To prove my point, the Minority View from the MORE Act, fresh off the desk of Jim Jordan, will be my muse. And in the process, I will drive-by comment on a few other matters.
The Minority Report
Like most cannabis legislation, the MORE Act is a deeply flawed bill. And I’m not talking about issues like social equity. I’m talking about basic legal stuff, like not dealing with pesky treaty obligations.
But the fundamental premise underlying the MORE Act—that cannabis should not illegal under federal law—is sound. How does the minority respond? Let’s look.
In a section entitled “Marijuana Usage” the minority view notes that “marijuana remains the most illicitly used drug in the United States and is cultivated in all fifty states.”
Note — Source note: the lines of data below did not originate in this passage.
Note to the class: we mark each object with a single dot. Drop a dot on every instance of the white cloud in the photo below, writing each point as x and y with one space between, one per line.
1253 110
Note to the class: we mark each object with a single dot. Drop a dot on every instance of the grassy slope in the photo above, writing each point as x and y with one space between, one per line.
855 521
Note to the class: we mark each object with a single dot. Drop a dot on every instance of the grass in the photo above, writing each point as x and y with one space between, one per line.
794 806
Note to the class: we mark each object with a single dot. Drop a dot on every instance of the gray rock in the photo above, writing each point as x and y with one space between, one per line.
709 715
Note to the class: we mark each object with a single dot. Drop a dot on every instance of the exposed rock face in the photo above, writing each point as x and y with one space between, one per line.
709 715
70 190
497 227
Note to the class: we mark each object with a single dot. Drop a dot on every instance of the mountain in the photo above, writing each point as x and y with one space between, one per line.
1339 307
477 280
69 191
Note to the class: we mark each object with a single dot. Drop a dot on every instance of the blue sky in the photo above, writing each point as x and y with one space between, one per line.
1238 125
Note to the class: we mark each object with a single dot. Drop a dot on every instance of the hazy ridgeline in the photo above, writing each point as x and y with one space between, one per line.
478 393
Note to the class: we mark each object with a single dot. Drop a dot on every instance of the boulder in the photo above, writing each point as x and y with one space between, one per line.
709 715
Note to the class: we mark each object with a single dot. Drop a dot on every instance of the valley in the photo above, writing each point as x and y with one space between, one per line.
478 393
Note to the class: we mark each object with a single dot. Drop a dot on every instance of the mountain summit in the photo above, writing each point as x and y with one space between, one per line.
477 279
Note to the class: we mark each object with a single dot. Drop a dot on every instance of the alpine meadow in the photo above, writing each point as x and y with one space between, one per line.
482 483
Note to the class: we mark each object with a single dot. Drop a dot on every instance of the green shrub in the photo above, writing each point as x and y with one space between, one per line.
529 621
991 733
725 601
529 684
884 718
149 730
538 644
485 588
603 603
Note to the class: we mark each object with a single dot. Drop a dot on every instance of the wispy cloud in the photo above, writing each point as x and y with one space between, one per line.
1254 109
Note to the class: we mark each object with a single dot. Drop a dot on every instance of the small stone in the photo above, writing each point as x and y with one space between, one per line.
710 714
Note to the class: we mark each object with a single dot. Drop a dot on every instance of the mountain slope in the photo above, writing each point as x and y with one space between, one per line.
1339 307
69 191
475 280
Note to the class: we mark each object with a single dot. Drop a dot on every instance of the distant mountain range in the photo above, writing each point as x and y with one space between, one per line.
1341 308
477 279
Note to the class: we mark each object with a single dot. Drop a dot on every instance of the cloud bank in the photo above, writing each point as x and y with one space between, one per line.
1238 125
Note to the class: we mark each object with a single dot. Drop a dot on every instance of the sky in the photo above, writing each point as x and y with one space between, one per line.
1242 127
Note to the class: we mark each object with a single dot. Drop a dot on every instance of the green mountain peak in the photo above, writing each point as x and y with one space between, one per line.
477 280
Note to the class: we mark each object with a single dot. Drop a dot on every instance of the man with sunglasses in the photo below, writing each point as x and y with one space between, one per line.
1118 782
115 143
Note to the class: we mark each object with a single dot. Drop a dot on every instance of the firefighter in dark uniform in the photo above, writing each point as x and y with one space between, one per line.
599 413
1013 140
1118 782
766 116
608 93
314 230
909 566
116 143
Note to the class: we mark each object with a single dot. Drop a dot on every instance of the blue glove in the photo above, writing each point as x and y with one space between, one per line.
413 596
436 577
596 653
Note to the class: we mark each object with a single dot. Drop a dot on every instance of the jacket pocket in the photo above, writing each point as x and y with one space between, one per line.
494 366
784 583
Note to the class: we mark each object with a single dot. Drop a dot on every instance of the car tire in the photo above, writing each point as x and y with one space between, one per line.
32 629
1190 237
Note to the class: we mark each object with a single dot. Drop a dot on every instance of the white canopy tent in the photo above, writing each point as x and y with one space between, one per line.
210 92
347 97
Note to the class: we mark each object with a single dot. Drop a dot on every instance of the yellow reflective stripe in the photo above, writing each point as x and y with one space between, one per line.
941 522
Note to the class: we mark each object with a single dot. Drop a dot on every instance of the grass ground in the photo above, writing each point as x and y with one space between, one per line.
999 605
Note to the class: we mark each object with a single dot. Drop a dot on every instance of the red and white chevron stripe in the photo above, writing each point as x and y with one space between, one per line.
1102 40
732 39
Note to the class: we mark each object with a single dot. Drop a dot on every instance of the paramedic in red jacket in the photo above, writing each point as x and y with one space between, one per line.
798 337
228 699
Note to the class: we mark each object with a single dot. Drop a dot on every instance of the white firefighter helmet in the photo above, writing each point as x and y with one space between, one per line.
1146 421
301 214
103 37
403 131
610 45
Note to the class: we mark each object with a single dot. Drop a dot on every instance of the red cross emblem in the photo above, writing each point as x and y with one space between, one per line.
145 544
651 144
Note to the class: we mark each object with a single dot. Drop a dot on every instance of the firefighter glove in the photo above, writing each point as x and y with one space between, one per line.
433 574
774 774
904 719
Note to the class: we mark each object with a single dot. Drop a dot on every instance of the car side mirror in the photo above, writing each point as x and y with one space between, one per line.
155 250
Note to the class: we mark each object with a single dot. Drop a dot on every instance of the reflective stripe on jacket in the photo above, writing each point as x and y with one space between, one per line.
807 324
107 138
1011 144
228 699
So what? In 2022, the federal government openly tolerates marijuana use through non-enforcement. Hence, unlike any other illicit drug industry, cannabis props up a multi- billion-dollar industry. Little wonder a drug the federal government openly tolerates through non-prosecution is “the most illicitly used drug in the United States.” We’re in ribbon cutting territory:
Regardless, that marijuana is the most “illicitly used drug in the United States” is a fact that favors regulation over prohibition. After all, a sizable portion of Americans holding productive jobs peacefully and regularly use cannabis “illicitly” with no adverse affects to anyone. Do we really want to make these folks subject to federal criminal sanctions? The fact that more people “illicitly” use is actually a reason to decriminalize. That’s how democracy usually works.
Next, the minority view claims that marijuana has been prohibited at the federal level since the 1937. That’s not quite right. Medicinal use of marijuana under the Tax Act was legal, but created a prohibitive tax on use and subjected it to extensive record keeping. Because of the Tax Act, prescriptions for marijuana precipitously declined. In 1942, the US Pharmacopeia dropped marijuana.
All this made it a whole lot easier for Congress, decades later, to put marijuana alongside drugs that had “no currently accepted medical use in treatment in the United States.”
The minority report then notes that law-enforcement agencies have reported that “a number of” marijuana businesses in these states have financial backing from “illicit revenue streams, including transnational criminal organizations.” As support, it cites DEA’s 2020 Threat Assessment. I cite checked this one—page 41 of the threat assessment. I was curious as to what data or evidence DEA cited to support the statement. There isn’t any. Just a string of high-level conclusory statements drawn from undisclosed law enforcement data.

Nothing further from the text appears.